The challengers to the Solomon Amendment said the same logic should work in reverse. They said they had a free-speech right to exclude anti-gay employers - including the Pentagon - because their presence would conflict with their message of tolerance and nondiscrimination.
The Philadelphia-based U.S. Court of Appeals for the 3rd Circuit agreed, saying the Solomon Amendment was unconstitutional because it "compels law schools to propagate the military's message," including its bias against gays.
The Bush administration appealed that ruling on behalf of Defense Secretary Donald H. Rumsfeld, and the Supreme Court reversed it yesterday in Rumsfeld v. FAIR.
The chief justice said the law posed no free-speech problems. he said that first, the law schools and the faculty are not required to speak in favor of the military; second, they may speak openly against the military without losing federal money; and third, students will not be fooled into thinking the law school agrees with the Pentagon simply because it has permitted the Pentagon to recruit on campus.
"We have held that high school students can appreciate the difference between speech a school sponsors and speech the school permits," he wrote, referring to a decision that allowed a Bible-study group to meet on campus at a high school. "Surely, students have not lost that ability by the time they get to law school," Roberts said.
All of the justices signed his opinion except for new Justice Samuel A. Alito Jr., who did not participate.
"I am obviously disappointed.
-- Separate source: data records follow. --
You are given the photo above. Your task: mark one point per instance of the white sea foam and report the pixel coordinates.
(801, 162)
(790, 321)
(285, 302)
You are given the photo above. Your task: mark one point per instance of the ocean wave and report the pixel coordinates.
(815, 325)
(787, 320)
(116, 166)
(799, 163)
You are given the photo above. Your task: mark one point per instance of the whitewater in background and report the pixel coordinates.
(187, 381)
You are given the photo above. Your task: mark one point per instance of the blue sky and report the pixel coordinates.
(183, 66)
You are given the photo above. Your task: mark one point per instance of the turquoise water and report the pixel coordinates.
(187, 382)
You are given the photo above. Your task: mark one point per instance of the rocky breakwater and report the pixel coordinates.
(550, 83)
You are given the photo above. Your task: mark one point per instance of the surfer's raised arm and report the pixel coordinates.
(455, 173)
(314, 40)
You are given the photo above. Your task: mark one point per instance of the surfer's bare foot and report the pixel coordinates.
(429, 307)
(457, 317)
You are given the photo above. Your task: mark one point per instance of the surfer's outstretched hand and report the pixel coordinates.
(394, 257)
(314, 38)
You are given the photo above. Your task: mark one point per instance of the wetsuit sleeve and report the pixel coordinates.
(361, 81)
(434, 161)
There is no sensitivity in this opinion to the important concern the law schools have," said Erwin Chemerinsky, a Duke University law professor who joined the lawsuit.
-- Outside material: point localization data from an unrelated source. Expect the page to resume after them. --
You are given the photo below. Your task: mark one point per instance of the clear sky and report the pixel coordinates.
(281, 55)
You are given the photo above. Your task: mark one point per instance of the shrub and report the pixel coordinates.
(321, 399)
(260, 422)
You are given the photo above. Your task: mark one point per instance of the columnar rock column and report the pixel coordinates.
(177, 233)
But several Maryland colleges said the ruling would have little impact on their campuses.
Representatives for the University of Maryland, College Park, Loyola College and the Johns Hopkins University said they do not restrict military recruiters.
Rosemary Harty, a spokeswoman for St. John's College in Annapolis, said the school permits the military to meet with students on campus but asks them to stay at a fixed site and not to approach students. She said she did not think that policy would be affected by the ruling.
Gay-rights advocates said they hoped school officials would make use of their free-speech rights. The court's opinion "leaves room for students and universities themselves to speak out ... and show their abhorrence of the military's policy that discriminates against gay and lesbian people," said Jon Davidson, legal director of Lambda Legal.
David G. Savage writes for the Los Angeles Times. Sun reporter Michael Dresser contributed to this article.